I know that is often a recommendation on line, in some kind of attempt to be biotope correct (even though _H. guttatus_ is not found with congo tetras anywhere in it's range) but I have never heard or seen of any success stories with this mix. I have seen and heard of congo tetras being used with mild mannered SA cichlids, but otherwise not a commonly used dither fish. Maybe because of cost? Or maybe they just don't fair so well with aggressive cichlids? Personally, for a schooling dither I would choose giant danios, since IME and from what I see on line they have the best track record of any of the small schooling dithers. But the real question is going to be how well they work as a "target fish" if and when you remove the extra jewels.....generally not enough attention is paid to the non-cichlids to make them really work as any kind of outside threat or distraction.


----------



## Als49 (Jul 11, 2014)

BC in SK said:


> That is a neon jewel. Sometimes called Hemichromis sp. neon in the trade. It has unknown origins but is generally thought to be a line bred strain of the common jewel fish, _Hemichromis guttatus_.
> It is commonly sold at the box stores today; probably almost as common as the "regular" type today and likely often crossed with the "regular" type by aquarists.
> 
> 
> ...


They're commonly traded here as red jewel. No wonder the colors are different than the one in profile and Youtube. I assume these neon jewels also breed like rabbits?

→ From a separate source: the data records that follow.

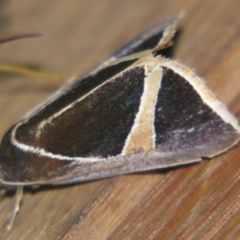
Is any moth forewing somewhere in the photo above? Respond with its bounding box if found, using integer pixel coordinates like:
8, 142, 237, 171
0, 14, 240, 231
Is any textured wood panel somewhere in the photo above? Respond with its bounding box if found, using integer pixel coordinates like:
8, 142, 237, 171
0, 0, 240, 240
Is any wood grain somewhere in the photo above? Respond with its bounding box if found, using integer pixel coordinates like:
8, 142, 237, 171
0, 0, 240, 240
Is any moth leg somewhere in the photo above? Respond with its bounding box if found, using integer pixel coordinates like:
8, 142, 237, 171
6, 187, 23, 231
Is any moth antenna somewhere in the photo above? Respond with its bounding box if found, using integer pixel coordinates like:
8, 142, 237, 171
6, 187, 23, 231
0, 33, 42, 44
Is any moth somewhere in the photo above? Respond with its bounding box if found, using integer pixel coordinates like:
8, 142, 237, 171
0, 17, 240, 228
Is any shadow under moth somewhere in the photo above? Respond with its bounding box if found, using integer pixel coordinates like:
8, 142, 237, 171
0, 17, 240, 229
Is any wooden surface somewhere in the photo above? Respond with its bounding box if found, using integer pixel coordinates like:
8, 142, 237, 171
0, 0, 240, 240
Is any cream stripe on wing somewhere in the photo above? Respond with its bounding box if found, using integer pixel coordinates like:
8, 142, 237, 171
122, 64, 163, 155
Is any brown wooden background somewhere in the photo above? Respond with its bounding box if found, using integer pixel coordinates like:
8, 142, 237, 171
0, 0, 240, 240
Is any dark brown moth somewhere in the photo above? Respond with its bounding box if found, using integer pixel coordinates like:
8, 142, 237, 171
0, 17, 240, 228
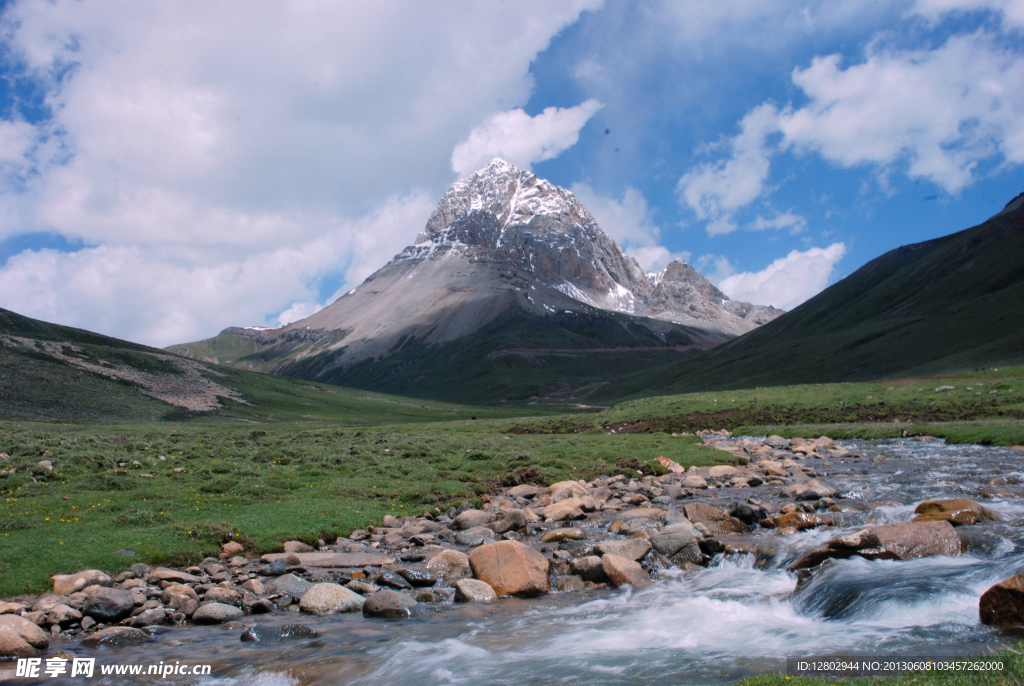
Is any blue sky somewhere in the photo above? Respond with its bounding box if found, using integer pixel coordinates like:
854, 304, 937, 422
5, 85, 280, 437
0, 0, 1024, 345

Yes you're right, congo tetra + jewel are not biotopely correct. Congo tetra is also rather expensive here compared to the other tetras.

I haven't seen giant danios at LFSs. The common ones are zebra danios and their color variants.

Perhaps dwarf gourami is a tougher "target fish" for dither? It also occupies the top water level while jewel stays in the mid to bottom level.

Or may be barbs such as odessa or tiger? Although I'm afraid they'll nip the jewels instead.


----------



## Als49 (Jul 11, 2014)

I got 6 neon jewels last weekend. For the jewels I chose 3 bigger ones and 3 smaller ones (hopefully 3 males and 3 females).

Congo tetras were actually my first choice of dithers since they occupy the top water level. However the LFS didn't recommend it. They also didn't recommend odessa barb and cherry barb either.

Tiger barbs may work since they're more active and robust, compared to odessa and cherry barb. And tiger barbs are much more cheaper, too.

So I bought 12 tiger barbs.


----------